Don’t get me wrong, I’m no Ebenezer Scrooge. I love, love, love Christmas. I don’t think there is enough magic in our lives, so I’ll take anything I can work with. I decorate the tree with handmade
trinkets my children made when they were little and baubles we have created together through the years. I also have a collection of sparkling, store-bought ornaments. I used to buy one of the prettiest baubles I could find and afford each year and over many Christmases I collected quite a few. When Christmas is over, they are packed carefully away to survive the ravages of time and every year when I open up the boxes, there they are; each a little story of its own, waiting for its moment in the sun. As I take them from their little nests, I think of all the things that have happened since the day I last packed them away… little time capsule waiting for me each December… a ‘if only I had known then what I know now’ moment.

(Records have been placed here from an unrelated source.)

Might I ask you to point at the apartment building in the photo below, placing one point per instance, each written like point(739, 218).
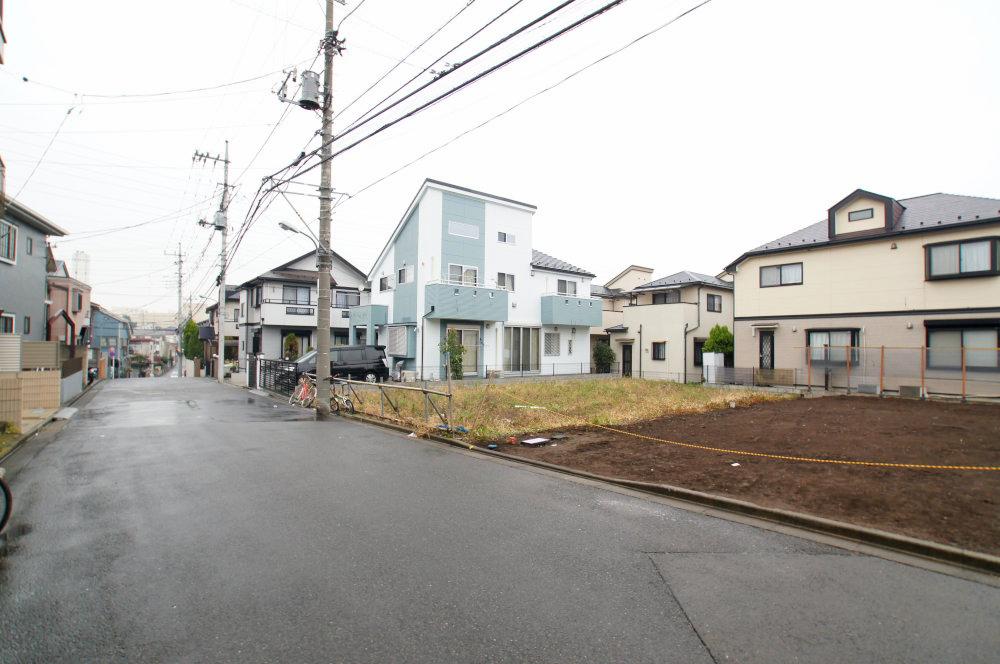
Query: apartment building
point(666, 322)
point(462, 260)
point(282, 301)
point(906, 274)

And so, here it is, Christmas Eve; the fairy lights are on (a given that a stylist will have them all over the house!)) and the tree decorated. There is the odd gift wrapped in brown paper and recycled ribbon for family and friends. Their gifts are only little things I have bought through the year as I have seen them. Things I know they will need, or enjoy. Most are vintage and purchased second-hand from charity stores and my sister is receiving a donation made in her name to the Great Barrier Reef fund to fight dredging.
And so that we can enjoy a little partying, my gift to Dad is to repair his stereo, broken these many years. I’ve purchased new (second hand – thank you Gumtree) speakers, cleaned up his old amp and repaired the turntable to working condition. After years of dust collecting, the Jim Reeves Christmas album, Tijuana Brass and Johnny Horton vinyls are in for a workout!
Our family rule is to only buy something on those terms and if you don’t buy anything at all, that’s fine. My brother buys nothing at Christmas and instead, takes everyone out for a meal. Each person does it their own way and we are all pitching in and making dishes for shared Christmas meals.
Today I am brewing up my traditional gluhwein (mulled wine.. a nod to my children’s German heritage), steaming the pudding (gluten free this year and always vegan) and my famous Christmas crackers. The latter are made with recycled cardboard rolls, ribbons and brown paper and are filled with chocolates, a homemade hat, a joke tailor made for each person (i.e. a lawyer joke for my lawyer sister, a science joke for my environmentalist brother, etc) and a $2 Scratchie. Nobody ever wins more than a couple of dollars.. God knows what would happen if anyone ever hit the jackpot.. I suspect that it would have to be shared amongst the entire family. We are very much into justice and Dad is all about things being fair. Even when I was little and I found four dollars on the beach, he had me share it between me and my three siblings.
And of course, I am styling the table. This year, to avoid the heat, we are opting for a Christmas Eve dinner followed by Midnight Mass at a little stone church around the corner from my house. It will be a sleepover for the entire family followed by a big family breakfast and a lazy Christmas day.
As for the styling, it’s traditional all the way tonight using Mum’s beloved Country Roses dinner set as a base on crisp white linen with red and gold accents and candles aplenty. It will all take place in my garden under fairy lights and vintage chandeliers.
And after Christmas, the fruit will be eaten, the pine branches composted, the stereo enjoyed, the Barrier Reef will hopefully be a little less at risk and the tree baubles will be packed away along with their stories and secrets of the year to come. Proof that Christmas can still be merry, green and oh so pretty!